Can the offense finally help the defense?
The Rams return all 11 starters to a defense that should be one of the NFL's better units, but there are a lot of questions on offense. Nick Foles takes over at quarterback, and he will play behind an inexperienced line without a great outside threat in the passing game. The Rams were 21st in scoring offense last season. If they can get that into the low teens, they could be a playoff team.
Will the offensive line be fixed?
They wisely re-signed left tackle King Dunlap and then gave guard Orlando Franklin a big deal to come over from Denver to play next to him. That side will be fine. But they will have a new center in Chris Watt and the right side has to be improved. D.J. Fluker has to be better in pass protection at right tackle Running back Melvin Gordon, their first-round pick, should help take some of that pressure off the line and Philip Rivers.
Have all the losses and retirements left little on the bone for the 49ers?
New coach Jim Tomsula takes over for Jim Harbaugh, and some 49ers might be thrilled that's the case. Harbuagh is the type of coach who has a short shelf life, so change might be good. The problem is Tomsula has lost a lot from his defense with the retirements of linebackers Patrick Willis and Chris Borland and defensive end Justin Smith. But this was a season about Colin Kaepernick anyway. If he takes the next step, which the 49ers need to happen, San Francisco will compete in the division, even with the losses on defense. If he does not, it could be a bad first season for Tomsula.
If Russell Wilson doesn't get a new deal, will it be a distraction?
I doubt the two sides will agree on a deal before the season, which means Wilson would either become a free agent next spring or get the franchise tag. I would bet on the latter. It's clear there is a big gap between what Wilson wants and what the Seahawks want to pay him. As for the distraction, the answer is a big, fat no. Wilson won't let that interfere with his preparations, and his teammates will stay out of the fray. So not having a new contract won't impact this season. At least, I don't think so.
How quickly can Jameis Winston develop as a rookie?
When I was there in June, Winston was impressive. He is clearly the starter -- even if they didn't say so then -- and this is his team. The players I talked to loved the guy. He works at it. The one thing the team is concerned about is his want to make hero throws all the time. He can't make the same type of mistakes he made in college and still get away with them. Can he get out of that habit with a camp and preseason?
What are the expectations for Marcus Mariota?
The Titans picked him second and they've done nothing but rave about him since, especially about his accuracy. But it's one thing to do it in practice and another in games. Mariota was viewed as a project by some coming into the draft, but his offseason work has helped to temper that thinking. Now comes the tough part: Doing it in games.

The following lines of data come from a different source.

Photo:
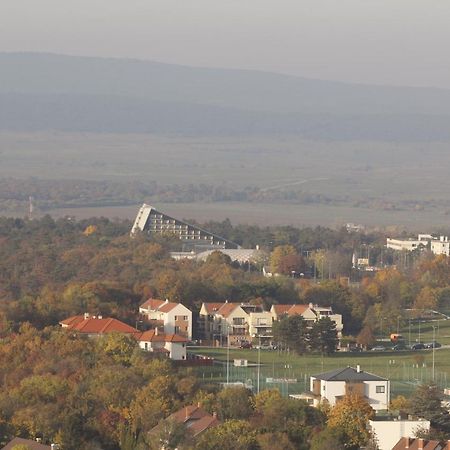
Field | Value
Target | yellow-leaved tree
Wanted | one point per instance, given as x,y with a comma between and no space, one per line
351,415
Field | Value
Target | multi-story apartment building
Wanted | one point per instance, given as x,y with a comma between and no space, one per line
220,321
169,317
245,322
311,313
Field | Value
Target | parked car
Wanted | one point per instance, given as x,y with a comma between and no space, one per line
399,347
378,348
433,345
418,346
245,344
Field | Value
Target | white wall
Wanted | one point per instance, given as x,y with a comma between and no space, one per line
177,350
377,401
388,433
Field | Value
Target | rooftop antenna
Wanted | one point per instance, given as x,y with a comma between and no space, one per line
31,208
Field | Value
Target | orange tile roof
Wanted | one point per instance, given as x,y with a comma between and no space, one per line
213,307
290,310
227,308
151,336
202,424
167,306
281,309
94,325
152,303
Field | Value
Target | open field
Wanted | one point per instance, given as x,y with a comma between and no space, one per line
373,183
271,214
405,369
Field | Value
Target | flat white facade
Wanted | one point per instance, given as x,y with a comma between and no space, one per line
389,432
175,318
375,390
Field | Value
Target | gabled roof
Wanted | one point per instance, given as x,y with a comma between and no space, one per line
152,303
153,336
32,445
197,426
227,308
290,310
212,308
348,374
95,325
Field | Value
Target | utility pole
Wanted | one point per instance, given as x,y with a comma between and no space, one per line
228,354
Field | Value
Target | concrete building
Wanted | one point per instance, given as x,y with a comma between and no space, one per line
441,246
151,220
171,346
311,313
334,385
389,431
169,317
217,321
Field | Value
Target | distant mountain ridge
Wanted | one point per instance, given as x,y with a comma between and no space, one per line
46,91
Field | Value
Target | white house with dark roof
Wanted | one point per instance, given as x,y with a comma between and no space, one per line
334,385
169,317
220,320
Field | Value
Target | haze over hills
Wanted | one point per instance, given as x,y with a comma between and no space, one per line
53,92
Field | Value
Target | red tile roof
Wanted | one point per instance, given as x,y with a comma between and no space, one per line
167,307
290,310
152,303
152,336
227,308
213,307
94,325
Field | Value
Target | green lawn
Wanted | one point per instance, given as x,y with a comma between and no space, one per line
404,369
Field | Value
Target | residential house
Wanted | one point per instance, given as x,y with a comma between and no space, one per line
195,419
388,431
311,313
96,325
334,385
260,326
172,346
29,444
407,443
170,317
222,321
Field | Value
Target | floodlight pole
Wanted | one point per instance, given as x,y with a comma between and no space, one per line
228,354
259,364
433,344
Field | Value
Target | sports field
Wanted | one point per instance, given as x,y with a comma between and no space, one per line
290,372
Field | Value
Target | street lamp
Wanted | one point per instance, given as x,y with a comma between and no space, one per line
433,344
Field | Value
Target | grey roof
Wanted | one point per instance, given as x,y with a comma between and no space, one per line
348,374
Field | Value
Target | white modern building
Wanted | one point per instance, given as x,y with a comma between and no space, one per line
169,317
334,385
171,346
389,431
441,246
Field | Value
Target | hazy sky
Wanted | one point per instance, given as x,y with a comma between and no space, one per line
405,42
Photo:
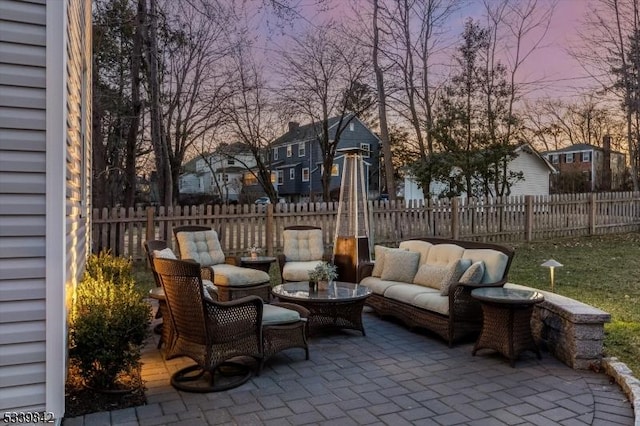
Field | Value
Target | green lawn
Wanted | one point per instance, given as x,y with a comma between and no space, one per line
603,271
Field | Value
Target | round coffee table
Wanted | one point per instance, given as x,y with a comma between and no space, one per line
261,263
339,306
506,325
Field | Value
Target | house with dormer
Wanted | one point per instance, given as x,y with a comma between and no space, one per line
296,158
584,168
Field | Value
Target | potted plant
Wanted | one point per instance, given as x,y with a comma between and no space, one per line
254,252
322,274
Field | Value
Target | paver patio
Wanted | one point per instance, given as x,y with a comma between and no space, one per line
392,376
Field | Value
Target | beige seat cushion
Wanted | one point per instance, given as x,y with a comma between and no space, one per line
379,253
210,290
166,253
272,315
377,285
400,265
495,263
303,245
298,271
201,246
421,247
419,296
225,275
444,254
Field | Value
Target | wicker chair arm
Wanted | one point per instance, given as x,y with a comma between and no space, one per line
238,310
304,312
500,283
232,260
282,259
364,270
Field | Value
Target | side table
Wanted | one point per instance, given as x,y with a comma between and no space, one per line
506,324
261,263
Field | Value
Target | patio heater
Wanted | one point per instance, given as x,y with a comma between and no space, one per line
351,242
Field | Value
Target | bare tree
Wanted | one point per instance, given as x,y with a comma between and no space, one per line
322,70
382,107
158,138
415,29
250,117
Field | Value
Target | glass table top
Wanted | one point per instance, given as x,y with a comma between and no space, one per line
334,291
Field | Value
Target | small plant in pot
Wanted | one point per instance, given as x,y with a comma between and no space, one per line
322,274
108,324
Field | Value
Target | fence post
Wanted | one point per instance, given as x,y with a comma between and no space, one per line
592,213
269,229
455,218
528,217
151,229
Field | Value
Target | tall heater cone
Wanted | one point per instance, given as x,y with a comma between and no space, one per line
351,243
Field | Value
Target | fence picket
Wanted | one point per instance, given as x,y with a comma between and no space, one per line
501,219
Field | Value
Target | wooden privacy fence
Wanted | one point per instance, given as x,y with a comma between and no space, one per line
500,219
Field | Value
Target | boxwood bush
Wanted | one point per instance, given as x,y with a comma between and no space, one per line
109,322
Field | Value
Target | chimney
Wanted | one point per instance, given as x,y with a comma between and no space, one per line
606,163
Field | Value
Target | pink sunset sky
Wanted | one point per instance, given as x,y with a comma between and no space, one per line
551,68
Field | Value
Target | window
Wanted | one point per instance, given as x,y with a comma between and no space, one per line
366,150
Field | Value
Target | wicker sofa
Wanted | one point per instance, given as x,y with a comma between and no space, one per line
427,282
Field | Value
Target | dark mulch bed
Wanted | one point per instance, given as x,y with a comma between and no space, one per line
80,400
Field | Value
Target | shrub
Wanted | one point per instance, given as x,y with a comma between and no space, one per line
109,322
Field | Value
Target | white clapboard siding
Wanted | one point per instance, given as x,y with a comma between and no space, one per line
45,61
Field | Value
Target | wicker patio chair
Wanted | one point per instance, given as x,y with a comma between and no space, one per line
218,336
303,250
200,244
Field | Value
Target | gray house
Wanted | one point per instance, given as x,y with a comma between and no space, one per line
45,151
296,158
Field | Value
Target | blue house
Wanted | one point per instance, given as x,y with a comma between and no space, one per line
296,158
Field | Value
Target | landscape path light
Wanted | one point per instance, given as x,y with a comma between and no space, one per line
552,264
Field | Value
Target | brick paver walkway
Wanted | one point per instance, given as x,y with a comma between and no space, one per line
393,376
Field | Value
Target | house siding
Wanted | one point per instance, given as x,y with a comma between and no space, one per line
45,54
536,175
22,205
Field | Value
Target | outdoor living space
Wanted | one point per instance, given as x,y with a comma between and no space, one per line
392,376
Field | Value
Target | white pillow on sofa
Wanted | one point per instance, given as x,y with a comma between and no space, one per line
473,274
400,265
379,256
165,253
441,277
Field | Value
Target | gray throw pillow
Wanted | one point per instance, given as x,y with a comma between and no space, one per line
400,265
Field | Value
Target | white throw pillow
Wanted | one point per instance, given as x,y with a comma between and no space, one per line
201,246
166,253
456,269
473,274
303,245
400,265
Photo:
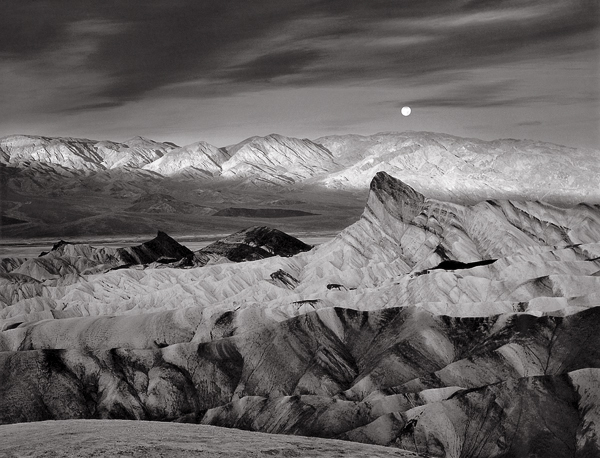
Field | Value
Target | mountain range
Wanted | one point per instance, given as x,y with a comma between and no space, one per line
56,187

Is Robert Griffin III fixable?
After bursting onto the scene as a rookie, and showing off some impressive skills in the tailored-to-him scheme, RG3 has been a failure since. Injuries forced him to change the way he plays, which meant more focus on the pocket and less on moving. Now he has to show that he can stand in the pocket in Jay Gruden's offense and make the throws. If not, he will be gone in 2016.